Pasta and Vegetables
  • 2 cups pasta (fusilli or penne) Cooked until al dente
  • 1 large cucumber, diced Use the freshest possible
  • 1 cup cherry tomatoes, halved Sweet and ripe
  • 1/4 cup red onion, finely chopped
  • 1/4 cup fresh parsley, chopped Adds freshness
Dressing Ingredients
  • 1/4 cup olive oil Use high-quality for better taste
  • 2 tablespoons lemon juice Freshly squeezed is best
  • to taste Salt and pepper Adjust according to preference

Method
 

Preparation
  1. Cook the pasta according to package directions until al dente.
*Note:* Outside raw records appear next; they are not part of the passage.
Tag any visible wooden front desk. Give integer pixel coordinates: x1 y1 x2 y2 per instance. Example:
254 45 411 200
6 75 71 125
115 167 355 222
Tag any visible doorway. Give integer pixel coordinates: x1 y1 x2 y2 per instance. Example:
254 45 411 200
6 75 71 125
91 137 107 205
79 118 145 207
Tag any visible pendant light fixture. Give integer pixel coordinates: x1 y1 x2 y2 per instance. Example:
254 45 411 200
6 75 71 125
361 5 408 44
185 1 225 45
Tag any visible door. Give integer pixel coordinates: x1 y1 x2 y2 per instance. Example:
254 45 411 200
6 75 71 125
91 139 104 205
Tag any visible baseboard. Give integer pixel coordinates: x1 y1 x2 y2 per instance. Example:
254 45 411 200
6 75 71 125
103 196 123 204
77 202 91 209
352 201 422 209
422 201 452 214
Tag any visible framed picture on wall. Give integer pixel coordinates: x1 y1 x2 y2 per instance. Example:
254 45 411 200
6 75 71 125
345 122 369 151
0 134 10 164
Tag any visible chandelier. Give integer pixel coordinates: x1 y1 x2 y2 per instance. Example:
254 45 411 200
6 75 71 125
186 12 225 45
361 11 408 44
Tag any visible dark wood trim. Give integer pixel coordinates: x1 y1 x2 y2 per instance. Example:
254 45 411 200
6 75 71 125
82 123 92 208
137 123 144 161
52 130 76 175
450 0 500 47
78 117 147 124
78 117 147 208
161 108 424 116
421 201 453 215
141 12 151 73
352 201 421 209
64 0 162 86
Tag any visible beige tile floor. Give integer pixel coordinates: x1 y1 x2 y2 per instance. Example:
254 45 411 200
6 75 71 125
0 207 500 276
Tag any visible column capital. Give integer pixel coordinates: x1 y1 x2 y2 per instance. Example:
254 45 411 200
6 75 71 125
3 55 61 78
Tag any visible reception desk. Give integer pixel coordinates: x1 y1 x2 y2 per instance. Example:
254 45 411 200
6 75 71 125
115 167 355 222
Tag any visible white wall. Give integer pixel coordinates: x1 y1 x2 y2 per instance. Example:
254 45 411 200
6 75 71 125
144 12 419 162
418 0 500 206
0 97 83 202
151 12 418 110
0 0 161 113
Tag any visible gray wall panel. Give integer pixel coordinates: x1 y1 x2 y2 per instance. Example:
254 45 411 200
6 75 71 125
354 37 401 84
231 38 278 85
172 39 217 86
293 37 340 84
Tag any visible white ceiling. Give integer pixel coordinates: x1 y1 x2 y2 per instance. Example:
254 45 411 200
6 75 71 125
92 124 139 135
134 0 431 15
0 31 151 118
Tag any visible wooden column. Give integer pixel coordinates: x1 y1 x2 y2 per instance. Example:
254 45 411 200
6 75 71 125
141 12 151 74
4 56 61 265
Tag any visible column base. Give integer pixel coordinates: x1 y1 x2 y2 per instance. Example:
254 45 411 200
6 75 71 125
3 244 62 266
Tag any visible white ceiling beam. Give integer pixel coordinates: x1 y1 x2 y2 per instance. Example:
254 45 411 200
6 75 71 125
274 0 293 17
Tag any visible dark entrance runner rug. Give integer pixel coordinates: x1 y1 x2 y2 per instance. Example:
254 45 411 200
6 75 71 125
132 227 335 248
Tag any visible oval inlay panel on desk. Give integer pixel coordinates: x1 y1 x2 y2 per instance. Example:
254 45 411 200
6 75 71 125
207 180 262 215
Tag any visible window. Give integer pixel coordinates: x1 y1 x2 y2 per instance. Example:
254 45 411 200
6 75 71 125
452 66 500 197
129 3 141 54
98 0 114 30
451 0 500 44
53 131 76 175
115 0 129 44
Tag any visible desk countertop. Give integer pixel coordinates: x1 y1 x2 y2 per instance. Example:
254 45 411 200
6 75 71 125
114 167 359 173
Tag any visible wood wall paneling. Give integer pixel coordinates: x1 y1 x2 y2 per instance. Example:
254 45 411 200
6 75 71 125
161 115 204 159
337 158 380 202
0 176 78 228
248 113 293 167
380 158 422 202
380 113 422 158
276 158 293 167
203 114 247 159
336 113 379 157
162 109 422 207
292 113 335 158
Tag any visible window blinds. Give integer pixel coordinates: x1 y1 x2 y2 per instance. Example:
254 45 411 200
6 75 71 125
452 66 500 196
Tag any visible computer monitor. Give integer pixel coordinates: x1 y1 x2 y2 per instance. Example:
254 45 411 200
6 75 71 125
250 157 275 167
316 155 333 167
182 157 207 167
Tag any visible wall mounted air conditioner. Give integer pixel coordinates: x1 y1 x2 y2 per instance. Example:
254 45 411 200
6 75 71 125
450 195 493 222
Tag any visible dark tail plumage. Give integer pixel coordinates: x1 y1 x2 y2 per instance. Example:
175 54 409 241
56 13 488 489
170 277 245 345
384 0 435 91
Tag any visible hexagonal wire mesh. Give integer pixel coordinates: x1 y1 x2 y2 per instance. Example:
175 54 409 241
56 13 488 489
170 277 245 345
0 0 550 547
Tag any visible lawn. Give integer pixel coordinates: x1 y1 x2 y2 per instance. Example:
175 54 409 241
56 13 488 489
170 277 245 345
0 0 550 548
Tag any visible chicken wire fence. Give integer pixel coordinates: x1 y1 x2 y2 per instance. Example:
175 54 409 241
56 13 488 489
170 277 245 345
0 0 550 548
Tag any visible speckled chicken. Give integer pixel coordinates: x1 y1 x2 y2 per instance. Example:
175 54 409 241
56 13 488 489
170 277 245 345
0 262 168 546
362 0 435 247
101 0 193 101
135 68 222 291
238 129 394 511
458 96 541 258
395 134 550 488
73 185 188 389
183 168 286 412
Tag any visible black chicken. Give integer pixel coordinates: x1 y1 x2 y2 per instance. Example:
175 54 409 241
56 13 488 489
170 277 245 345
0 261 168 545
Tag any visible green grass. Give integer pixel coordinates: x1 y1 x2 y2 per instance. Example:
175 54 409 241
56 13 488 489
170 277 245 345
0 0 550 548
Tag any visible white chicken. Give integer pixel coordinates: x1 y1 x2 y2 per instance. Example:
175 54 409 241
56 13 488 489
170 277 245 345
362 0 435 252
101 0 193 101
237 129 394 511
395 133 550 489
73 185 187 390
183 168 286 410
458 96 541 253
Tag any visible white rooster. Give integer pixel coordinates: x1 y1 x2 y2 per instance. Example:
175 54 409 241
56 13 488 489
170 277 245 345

Drain and set aside to cool completely.
  2. In a large mixing bowl, combine the diced cucumber, halved cherry tomatoes, finely chopped red onion, and fresh parsley.
  3. In a separate small bowl, whisk together the olive oil, lemon juice, salt, and pepper until well combined.
  4. Add the cooled pasta to the vegetable mixture, and pour the dressing over it.
  5. Toss everything together to ensure the pasta and veggies are evenly coated.
  6. Refrigerate for at least 30 minutes before serving for the best flavor.

Nutrition

Serving: 1gCalories: 250kcalCarbohydrates: 30gProtein: 6gFat: 12gSaturated Fat: 2gSodium: 200mgFiber: 2gSugar: 3g

Notes

Store in an airtight container in the refrigerator for 3-4 days. Avoid freezing to prevent texture changes. Consider making a day in advance for optimal taste.